Abstract

A catheter for intra-airway sampling of gas concentrations was constructed from concentric polyethylene tubes. The internal tube (0.58 mm ID, 0.91 mm OD) was connected to a gas analyzer while the external tube (1.20 mm ID, 1.75 mm OD) was constantly flushed by air or a calibration gas, except during sampling. Injection and sampling dead spaces were 0.35 and 0.28 ml, respectively. Delay at 4-ml/min sampling rate was 4.0 +/- 0.2 s. The 0-90% step response to a sudden change in gas composition was 0.24 s when connected to a mass spectrometer. This catheter was used to assess tracer gas dispersion during oscillatory flow (1-20 Hz) in a straight long tube. Local concentrations measured through the catheter, after a small bolus of tracer gas was injected through the external tube, compared favorably with direct measurements through needles inserted via the tube wall and with theoretical predictions. The catheter was also used to measure intra-airway gas concentrations in dog airways during spontaneous breathing, conventional mechanical ventilation, high-frequency ventilation, high-frequency vibration ventilation, and constant-flow ventilation. It ws placed by a fiber-optic bronchoscope and used to measure local quasi-steady concentrations of CO2 and local dispersion with the bolus method.

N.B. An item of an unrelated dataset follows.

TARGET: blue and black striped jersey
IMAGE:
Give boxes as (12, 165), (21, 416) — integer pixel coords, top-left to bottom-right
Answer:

The occurrence of catheter clogging with secretions was substantially reduced with flow through the external tube. Transmitting a calibration gas through the external tube facilitated in situ recalibration of the gas analyzer without removing the catheter. The use of this catheter improved the efficiency and accuracy of measurements of gas concentrations inside lung airways.